“Most people think self-oriented and other-oriented motivations are opposite ends of a continuum… Yet, I’ve consistently found that they’re completely independent. You can have neither, and you can have both,” with UPenn Prof. Duckworth quoting Wharton Prof. Adam Grant (Duckworth, 2016, Grit: The Power of Passion and Perseverance, New York: Scribner, p.159). Angela Duckworth’s research shows that people who most persevere–her paragons of grit–have found and work deeply with both (1) their own passion, their relationship to their own self potential and its manifestation, and (2) the purpose for their engagement, their unique contribution to the group (which she refers to as the other).

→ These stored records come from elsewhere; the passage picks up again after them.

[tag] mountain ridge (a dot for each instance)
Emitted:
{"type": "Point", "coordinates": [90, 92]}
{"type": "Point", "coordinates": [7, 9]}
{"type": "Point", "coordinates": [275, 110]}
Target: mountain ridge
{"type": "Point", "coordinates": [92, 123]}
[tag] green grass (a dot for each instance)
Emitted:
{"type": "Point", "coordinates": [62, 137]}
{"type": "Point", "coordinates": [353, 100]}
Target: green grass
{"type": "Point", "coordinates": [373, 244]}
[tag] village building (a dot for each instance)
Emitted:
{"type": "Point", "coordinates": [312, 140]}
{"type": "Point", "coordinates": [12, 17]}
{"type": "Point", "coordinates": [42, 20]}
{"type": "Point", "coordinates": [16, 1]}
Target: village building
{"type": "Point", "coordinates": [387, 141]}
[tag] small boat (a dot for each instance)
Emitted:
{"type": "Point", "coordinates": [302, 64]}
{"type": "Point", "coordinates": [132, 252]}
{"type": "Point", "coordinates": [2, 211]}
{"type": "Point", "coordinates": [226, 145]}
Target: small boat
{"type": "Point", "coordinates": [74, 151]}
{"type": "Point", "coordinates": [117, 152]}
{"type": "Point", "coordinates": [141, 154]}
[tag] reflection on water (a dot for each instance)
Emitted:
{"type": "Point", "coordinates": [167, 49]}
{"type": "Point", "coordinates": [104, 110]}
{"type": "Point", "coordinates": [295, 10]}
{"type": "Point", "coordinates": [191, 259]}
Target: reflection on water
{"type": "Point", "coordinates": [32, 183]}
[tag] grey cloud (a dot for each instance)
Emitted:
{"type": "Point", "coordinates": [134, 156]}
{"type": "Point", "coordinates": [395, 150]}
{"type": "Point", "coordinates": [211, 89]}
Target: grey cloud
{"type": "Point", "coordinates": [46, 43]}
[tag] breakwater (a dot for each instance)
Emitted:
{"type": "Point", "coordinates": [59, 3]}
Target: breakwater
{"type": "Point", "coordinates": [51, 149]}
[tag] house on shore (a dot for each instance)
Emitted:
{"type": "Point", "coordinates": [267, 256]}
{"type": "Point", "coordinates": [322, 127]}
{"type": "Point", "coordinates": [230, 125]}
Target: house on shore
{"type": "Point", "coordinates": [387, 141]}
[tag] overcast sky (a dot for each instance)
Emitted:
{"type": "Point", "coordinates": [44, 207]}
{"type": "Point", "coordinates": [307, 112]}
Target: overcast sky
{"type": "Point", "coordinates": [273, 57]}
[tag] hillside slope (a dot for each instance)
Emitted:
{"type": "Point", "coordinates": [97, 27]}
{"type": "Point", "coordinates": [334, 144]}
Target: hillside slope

Grant’s and Duckworth’s research, and that of others I have shared in earlier blogposts, supports what we are finding, that where you experience a vibrant relationship with your own potential and its development, you also experience a vibrant relationship with the other and with the group, where your unique contribution is invited and acknowledged, and with the source and process of creativity. The research suggests a correlation–these primary relationships tend to be at a similar level of vibrancy–where one is, the others tend to be. This is correlational, not causal. We don’t really know which comes first, which would be the causal explanation, only that they tend to be at similar levels of vibrancy experienced.
The perennial question is, “Which comes first?” The self, the other, the group, nature, spirit? This seems to be a question that elicits lots of opinion and dogma, and has for thousands of years. Maybe a more fruitful question explores where we get the most leverage in shifting our experience to a more vibrant one, where the vibrancy experienced in all five primary relationships is higher? Some of our research suggests that the highest leverage is to start with yourself, because it is the easiest and most direct intervention we each have on a continuous basis. While it is definitely hard work to change your own perceptions and behaviors, you have permanent and continuous access to them, and you get to choose. It is much harder, if not impossible, to do this for others. So, maybe a more interesting question focuses on where the leverage is. The self?
As the Adam Grant quote I started with suggests, maybe the power of being able to choose an experience of higher vibrancy comes from not having to choose a point on a continuum between serving your self or another, because the five primary relationships are not tradeoffs, rather something achieved together, because they are fundamentally different, because they are independent.